Repare que ao utilizar a call cria-se uma previsibilidade muito maior caso a taxa dispare; e ainda é possível se beneficiar de uma queda na taxa de câmbio. Gasta-se um valor baixo (prêmio) para ter direito a essa previsibilidade.

Aposta

O especulador aceita correr riscos visando obter retornos maiores. Aqui é importante não se aventurar sem entender muito bem se os riscos que está correndo são compatíveis com o seu patrimônio. Vamos mostrar um exemplo de um especulador que acredita que a taxa de câmbio vai disparar e resolve se posicionar comprando em um minicontrato futuro de dólar.

(Para fins didáticos, presumimos que o preço do WDO é igual à taxa de câmbio.)

Repare que ele tem lucros e prejuízos ilimitados a depender da taxa de câmbio no vencimento. Em outras palavras, sofre a variação do dólar integralmente.

Vamos ver como este especulador poderia utilizar uma miniopção. Neste caso, ele compra a mesma call do exemplo do hedger.

Aqui, se a aposta der certo, os ganhos serão ilimitados também, mas o prejuízo é limitado ao valor pago pela call.

 
Arbitragem

Envolve conhecimento avançado e capacidade computacional para encontrar as distorções e executar trades opostos em ativos diferentes instantaneamente. Geralmente, só é encontrada em grandes bancos, fundos e participantes institucionais. Não vamos falar sobre esta categoria neste artigo.

Quais os cuidados que deve ter no uso?

Vamos falar sobre os principais pontos de atenção antes de utilizar as opções de minidólar. Toda opção tem um código de negociação, comumente chamado de ticker.

Exemplo: WDOF21C005300

Utilizaremos o ticker para elencar os principais erros a serem evitados ao negociar opções.

1.Como diferenciar se uma determinada opção representa um contrato cheio ou um minicontrato?

WDOF21C005300

A parte destacada mostra que estamos lidando com algum contrato relacionado ao WDO (minicontrato).

2. Como saber o vencimento da opção?

WDOF21C005300

A parte destacada mostra o vencimento em janeiro de 2021. Abaixo, colocamos a tabela de vencimentos padrão da B3.

Os vencimentos começam com a letra, que é seguida pelos dois últimos números do ano e sempre vencem no primeiro dia útil do mês de referência.

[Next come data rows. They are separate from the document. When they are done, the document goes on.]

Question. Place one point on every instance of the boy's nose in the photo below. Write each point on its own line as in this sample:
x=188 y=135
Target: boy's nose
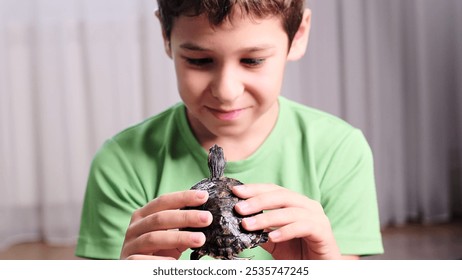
x=227 y=86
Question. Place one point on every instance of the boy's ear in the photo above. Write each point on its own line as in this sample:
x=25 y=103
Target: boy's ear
x=167 y=45
x=300 y=41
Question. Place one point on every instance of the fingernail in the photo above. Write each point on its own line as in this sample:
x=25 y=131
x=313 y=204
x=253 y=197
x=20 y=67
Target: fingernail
x=197 y=237
x=239 y=187
x=201 y=194
x=274 y=235
x=203 y=216
x=250 y=221
x=242 y=206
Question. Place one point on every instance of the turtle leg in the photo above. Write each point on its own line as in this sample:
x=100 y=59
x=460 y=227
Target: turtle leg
x=242 y=258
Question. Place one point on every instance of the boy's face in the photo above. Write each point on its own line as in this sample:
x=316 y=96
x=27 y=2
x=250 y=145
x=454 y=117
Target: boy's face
x=230 y=76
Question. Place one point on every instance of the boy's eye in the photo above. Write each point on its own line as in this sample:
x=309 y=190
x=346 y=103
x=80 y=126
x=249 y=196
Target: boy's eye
x=199 y=61
x=252 y=61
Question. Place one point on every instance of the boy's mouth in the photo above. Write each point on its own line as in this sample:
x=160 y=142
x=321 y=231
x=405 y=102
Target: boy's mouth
x=226 y=115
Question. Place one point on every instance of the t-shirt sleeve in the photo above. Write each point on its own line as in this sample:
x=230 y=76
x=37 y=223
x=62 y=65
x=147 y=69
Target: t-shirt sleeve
x=349 y=196
x=110 y=199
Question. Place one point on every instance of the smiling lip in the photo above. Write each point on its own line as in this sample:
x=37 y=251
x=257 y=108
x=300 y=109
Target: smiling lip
x=226 y=115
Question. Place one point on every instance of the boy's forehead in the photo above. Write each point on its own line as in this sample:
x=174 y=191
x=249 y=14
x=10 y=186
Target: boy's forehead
x=235 y=21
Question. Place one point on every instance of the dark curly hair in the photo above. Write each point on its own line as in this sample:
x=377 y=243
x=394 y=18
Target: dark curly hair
x=217 y=11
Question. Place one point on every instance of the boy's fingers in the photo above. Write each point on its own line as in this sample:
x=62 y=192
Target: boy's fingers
x=276 y=199
x=170 y=201
x=249 y=190
x=152 y=242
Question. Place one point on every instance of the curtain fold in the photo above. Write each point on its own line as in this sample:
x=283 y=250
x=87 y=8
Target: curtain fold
x=75 y=72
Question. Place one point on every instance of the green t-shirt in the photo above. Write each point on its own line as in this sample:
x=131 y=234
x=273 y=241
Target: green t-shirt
x=308 y=151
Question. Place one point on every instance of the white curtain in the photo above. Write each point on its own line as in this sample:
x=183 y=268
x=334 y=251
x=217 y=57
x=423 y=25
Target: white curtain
x=74 y=72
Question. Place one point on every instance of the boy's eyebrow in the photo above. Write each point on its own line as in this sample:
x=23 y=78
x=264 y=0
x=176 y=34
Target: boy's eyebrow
x=194 y=47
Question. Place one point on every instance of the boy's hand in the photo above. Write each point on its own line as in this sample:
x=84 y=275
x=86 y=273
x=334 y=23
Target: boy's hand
x=153 y=231
x=299 y=228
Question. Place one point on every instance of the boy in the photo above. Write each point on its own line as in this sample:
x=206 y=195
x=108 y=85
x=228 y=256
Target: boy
x=310 y=172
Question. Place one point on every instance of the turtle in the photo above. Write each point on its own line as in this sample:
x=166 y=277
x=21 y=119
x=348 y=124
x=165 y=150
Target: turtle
x=225 y=236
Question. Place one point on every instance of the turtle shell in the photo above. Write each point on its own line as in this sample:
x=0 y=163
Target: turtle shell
x=225 y=237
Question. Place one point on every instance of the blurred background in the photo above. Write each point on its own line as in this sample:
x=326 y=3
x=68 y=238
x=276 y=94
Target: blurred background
x=75 y=72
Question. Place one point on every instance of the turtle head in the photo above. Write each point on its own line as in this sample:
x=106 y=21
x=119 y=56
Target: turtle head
x=216 y=162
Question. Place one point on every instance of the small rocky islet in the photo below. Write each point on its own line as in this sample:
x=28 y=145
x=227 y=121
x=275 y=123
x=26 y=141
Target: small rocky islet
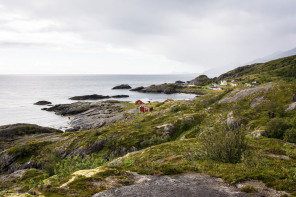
x=115 y=150
x=96 y=97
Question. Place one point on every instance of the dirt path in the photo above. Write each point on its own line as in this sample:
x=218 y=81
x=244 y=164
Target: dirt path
x=185 y=185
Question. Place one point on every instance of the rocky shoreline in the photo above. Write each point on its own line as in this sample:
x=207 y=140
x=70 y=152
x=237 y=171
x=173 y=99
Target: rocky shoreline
x=90 y=115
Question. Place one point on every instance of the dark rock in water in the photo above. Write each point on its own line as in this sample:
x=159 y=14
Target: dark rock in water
x=179 y=82
x=71 y=109
x=163 y=88
x=42 y=103
x=120 y=96
x=72 y=129
x=10 y=132
x=137 y=88
x=200 y=80
x=89 y=97
x=122 y=86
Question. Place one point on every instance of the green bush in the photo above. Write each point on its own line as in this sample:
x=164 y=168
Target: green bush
x=290 y=135
x=72 y=164
x=224 y=146
x=276 y=128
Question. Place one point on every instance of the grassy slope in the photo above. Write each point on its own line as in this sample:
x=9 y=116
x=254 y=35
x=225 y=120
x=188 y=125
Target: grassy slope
x=284 y=68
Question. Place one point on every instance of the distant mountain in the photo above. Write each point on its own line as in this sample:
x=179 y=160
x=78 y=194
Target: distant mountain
x=274 y=56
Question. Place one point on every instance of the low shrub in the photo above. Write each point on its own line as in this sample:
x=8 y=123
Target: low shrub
x=224 y=146
x=72 y=164
x=290 y=135
x=276 y=128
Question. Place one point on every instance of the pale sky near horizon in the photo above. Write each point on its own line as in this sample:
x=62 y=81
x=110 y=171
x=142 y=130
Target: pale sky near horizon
x=141 y=37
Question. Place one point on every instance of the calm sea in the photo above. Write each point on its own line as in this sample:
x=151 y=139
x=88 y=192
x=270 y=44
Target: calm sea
x=19 y=92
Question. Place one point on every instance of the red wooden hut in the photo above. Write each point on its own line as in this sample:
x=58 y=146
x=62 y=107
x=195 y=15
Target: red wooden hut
x=139 y=102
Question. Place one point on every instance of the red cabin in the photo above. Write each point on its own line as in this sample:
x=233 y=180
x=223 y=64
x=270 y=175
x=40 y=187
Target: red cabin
x=145 y=109
x=139 y=102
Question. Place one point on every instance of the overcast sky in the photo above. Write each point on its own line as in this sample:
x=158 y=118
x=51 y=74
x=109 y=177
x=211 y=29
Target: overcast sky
x=140 y=36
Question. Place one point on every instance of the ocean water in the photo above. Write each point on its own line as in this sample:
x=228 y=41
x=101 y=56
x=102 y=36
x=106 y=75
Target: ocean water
x=18 y=93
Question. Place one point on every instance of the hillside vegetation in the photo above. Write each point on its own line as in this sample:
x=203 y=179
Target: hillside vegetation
x=239 y=134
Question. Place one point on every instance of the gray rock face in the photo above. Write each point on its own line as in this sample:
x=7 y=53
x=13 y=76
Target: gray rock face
x=85 y=115
x=11 y=132
x=188 y=185
x=291 y=107
x=122 y=86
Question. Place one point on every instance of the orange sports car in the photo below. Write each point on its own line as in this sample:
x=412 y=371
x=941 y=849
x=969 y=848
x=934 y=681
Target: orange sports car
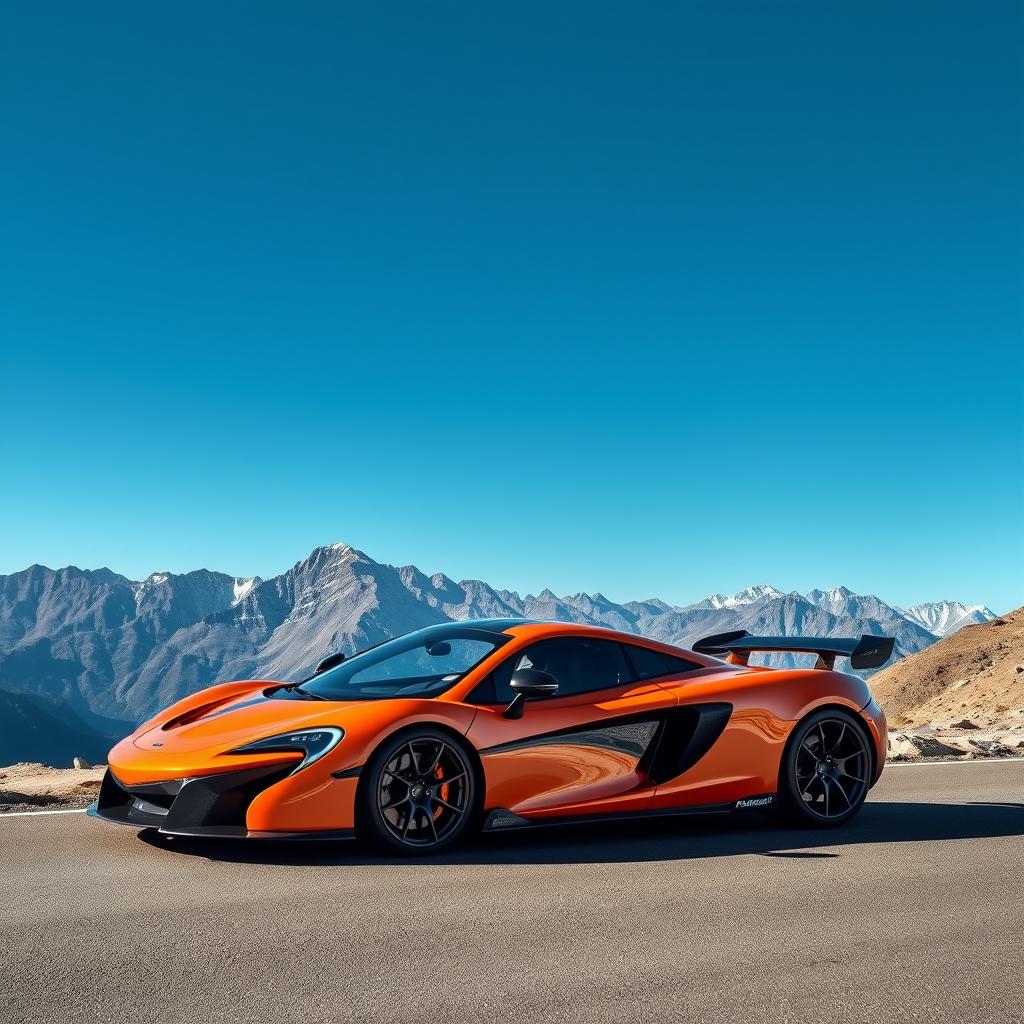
x=501 y=724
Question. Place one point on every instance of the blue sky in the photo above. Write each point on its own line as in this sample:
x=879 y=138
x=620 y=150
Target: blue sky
x=652 y=299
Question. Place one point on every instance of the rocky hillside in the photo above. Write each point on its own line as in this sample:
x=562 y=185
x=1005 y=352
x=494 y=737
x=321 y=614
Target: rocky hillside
x=977 y=675
x=115 y=650
x=37 y=728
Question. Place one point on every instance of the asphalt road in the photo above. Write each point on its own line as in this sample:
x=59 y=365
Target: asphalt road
x=912 y=912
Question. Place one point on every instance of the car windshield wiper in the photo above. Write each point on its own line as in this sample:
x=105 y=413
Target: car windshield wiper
x=297 y=687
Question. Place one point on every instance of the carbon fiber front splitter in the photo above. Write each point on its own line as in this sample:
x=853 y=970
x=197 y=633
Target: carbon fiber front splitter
x=206 y=807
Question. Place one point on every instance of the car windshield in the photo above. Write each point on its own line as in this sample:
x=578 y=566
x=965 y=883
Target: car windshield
x=423 y=664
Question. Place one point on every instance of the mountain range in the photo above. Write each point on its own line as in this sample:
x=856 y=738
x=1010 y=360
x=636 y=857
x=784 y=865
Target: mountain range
x=114 y=650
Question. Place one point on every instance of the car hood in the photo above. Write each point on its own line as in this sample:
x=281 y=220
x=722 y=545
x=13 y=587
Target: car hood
x=223 y=725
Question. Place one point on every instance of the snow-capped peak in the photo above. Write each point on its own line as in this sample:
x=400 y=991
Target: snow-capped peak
x=749 y=596
x=243 y=588
x=943 y=617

3. Como sei se a opção é uma Call ou uma Put?

WDOF21C005300

A parte destacada mostra que estamos lidando com uma Call, se fosse Put, teria a letra P no lugar da C.

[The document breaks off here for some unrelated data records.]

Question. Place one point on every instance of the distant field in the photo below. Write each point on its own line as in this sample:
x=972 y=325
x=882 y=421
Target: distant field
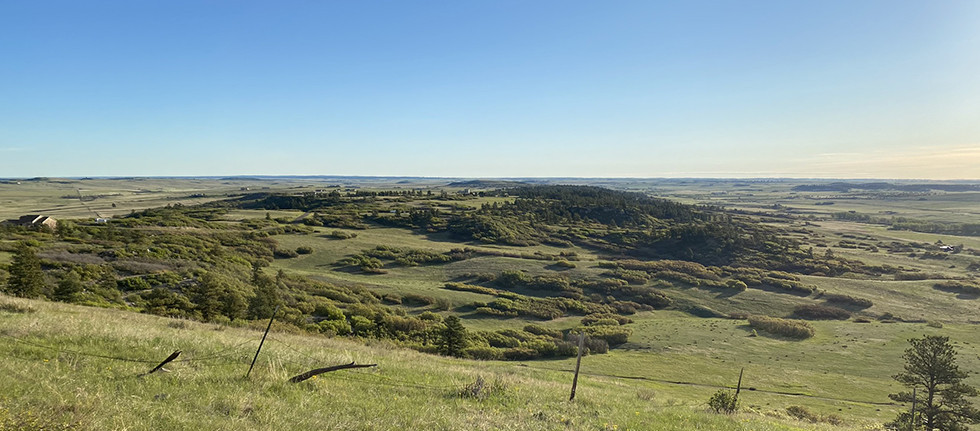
x=65 y=387
x=670 y=365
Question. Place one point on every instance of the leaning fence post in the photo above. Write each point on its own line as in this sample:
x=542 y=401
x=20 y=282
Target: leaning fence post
x=262 y=342
x=578 y=363
x=912 y=423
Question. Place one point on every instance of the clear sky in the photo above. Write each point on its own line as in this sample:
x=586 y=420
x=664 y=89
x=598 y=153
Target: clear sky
x=855 y=89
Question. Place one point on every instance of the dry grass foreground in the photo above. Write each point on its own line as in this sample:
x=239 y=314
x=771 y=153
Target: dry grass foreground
x=73 y=367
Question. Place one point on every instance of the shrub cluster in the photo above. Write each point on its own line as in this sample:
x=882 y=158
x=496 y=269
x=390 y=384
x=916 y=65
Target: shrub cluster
x=784 y=327
x=820 y=312
x=847 y=300
x=968 y=288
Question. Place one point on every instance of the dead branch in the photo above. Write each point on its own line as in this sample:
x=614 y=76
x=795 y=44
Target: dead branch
x=170 y=358
x=319 y=371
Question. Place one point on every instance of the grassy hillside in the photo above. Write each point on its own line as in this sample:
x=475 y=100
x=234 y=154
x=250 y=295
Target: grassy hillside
x=363 y=273
x=63 y=367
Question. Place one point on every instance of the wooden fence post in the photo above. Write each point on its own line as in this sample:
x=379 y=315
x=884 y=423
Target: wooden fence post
x=262 y=342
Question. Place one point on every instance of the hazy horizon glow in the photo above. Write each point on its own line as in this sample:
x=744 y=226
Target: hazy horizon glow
x=633 y=89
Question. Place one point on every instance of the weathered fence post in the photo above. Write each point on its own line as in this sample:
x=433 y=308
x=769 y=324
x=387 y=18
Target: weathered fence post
x=578 y=363
x=912 y=420
x=262 y=342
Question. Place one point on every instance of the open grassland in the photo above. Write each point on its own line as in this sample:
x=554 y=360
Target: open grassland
x=52 y=376
x=659 y=379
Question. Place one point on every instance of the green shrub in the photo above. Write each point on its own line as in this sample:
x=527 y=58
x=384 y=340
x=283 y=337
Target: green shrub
x=784 y=327
x=470 y=288
x=723 y=401
x=847 y=300
x=483 y=353
x=540 y=330
x=968 y=288
x=821 y=312
x=738 y=285
x=802 y=413
x=339 y=234
x=284 y=254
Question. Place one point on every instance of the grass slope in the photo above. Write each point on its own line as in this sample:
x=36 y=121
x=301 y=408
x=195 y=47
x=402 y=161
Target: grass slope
x=52 y=378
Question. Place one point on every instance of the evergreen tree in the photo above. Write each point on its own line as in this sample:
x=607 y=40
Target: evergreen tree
x=26 y=277
x=452 y=340
x=941 y=395
x=68 y=287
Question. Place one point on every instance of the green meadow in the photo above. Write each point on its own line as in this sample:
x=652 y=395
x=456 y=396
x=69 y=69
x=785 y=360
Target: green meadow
x=72 y=367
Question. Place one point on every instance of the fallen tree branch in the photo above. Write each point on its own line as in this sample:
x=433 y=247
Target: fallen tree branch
x=319 y=371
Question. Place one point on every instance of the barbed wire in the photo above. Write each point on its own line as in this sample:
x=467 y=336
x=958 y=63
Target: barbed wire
x=217 y=355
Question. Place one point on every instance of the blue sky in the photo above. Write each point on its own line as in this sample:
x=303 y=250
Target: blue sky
x=852 y=89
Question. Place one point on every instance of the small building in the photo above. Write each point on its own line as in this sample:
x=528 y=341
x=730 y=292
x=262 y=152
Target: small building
x=37 y=221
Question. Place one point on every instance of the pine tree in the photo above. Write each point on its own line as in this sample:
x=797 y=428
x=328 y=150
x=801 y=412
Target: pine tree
x=26 y=277
x=452 y=339
x=68 y=287
x=941 y=395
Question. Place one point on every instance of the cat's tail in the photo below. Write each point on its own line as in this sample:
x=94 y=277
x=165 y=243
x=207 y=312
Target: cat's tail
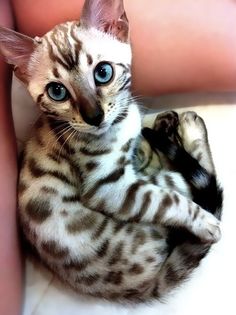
x=185 y=250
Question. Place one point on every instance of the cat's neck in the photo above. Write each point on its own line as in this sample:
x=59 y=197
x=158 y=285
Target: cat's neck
x=118 y=134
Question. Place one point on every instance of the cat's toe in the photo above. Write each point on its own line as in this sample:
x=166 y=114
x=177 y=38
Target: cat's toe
x=167 y=122
x=208 y=228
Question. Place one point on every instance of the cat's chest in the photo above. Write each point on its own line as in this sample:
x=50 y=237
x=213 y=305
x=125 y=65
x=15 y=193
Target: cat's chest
x=111 y=152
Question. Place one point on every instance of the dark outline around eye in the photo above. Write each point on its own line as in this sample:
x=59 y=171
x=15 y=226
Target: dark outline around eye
x=112 y=77
x=67 y=96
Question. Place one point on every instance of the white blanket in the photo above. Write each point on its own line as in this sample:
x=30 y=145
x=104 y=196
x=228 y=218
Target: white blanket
x=211 y=289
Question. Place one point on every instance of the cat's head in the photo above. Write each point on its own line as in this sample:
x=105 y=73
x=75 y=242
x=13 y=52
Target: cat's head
x=79 y=72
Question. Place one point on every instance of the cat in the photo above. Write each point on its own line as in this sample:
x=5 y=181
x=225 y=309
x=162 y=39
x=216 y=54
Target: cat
x=110 y=219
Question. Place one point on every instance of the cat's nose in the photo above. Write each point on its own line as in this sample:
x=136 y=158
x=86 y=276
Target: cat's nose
x=95 y=119
x=91 y=112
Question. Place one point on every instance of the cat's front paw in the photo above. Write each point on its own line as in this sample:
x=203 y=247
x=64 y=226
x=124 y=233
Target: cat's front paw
x=191 y=129
x=167 y=123
x=207 y=228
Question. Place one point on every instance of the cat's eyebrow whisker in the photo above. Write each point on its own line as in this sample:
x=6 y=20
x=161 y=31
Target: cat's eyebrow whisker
x=71 y=131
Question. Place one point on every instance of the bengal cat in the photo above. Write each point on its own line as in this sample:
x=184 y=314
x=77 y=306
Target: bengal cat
x=87 y=201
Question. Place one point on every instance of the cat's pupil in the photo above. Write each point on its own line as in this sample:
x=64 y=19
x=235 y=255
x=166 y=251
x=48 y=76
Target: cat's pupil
x=103 y=73
x=57 y=92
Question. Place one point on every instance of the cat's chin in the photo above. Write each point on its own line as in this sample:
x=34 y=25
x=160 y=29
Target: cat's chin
x=103 y=128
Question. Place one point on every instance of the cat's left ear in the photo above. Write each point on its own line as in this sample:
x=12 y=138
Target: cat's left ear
x=16 y=49
x=108 y=16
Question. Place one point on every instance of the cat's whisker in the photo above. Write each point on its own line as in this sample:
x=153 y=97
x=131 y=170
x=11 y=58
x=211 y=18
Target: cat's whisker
x=70 y=131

4. Como sei o strike da opção?

Essa informação está contida nos últimos seis dígitos do ticker.

WDOF21C005300

A parte destacada mostra que o strike é 5300.

Conclusão

A opção utilizada no exemplo do hedgeré idêntica à utilizada no exemplo do especulador. Repare que o que determina o risco de um instrumento não é única e exclusivamente o contrato que estabelece o seu funcionamento, mas sim a aplicação do instrumento à situação específica. Se faz necessário cada vez mais a difusão de informação e educação financeira para que possamos tomar decisões fundamentadas e em conformidade com nosso patrimônio, nossas metas e nosso perfil de investimentos.

¹Dados da Comex Stat.
²Dados da Anbima.
³ Unidade de conta, meio de pagamento, reserva de valor.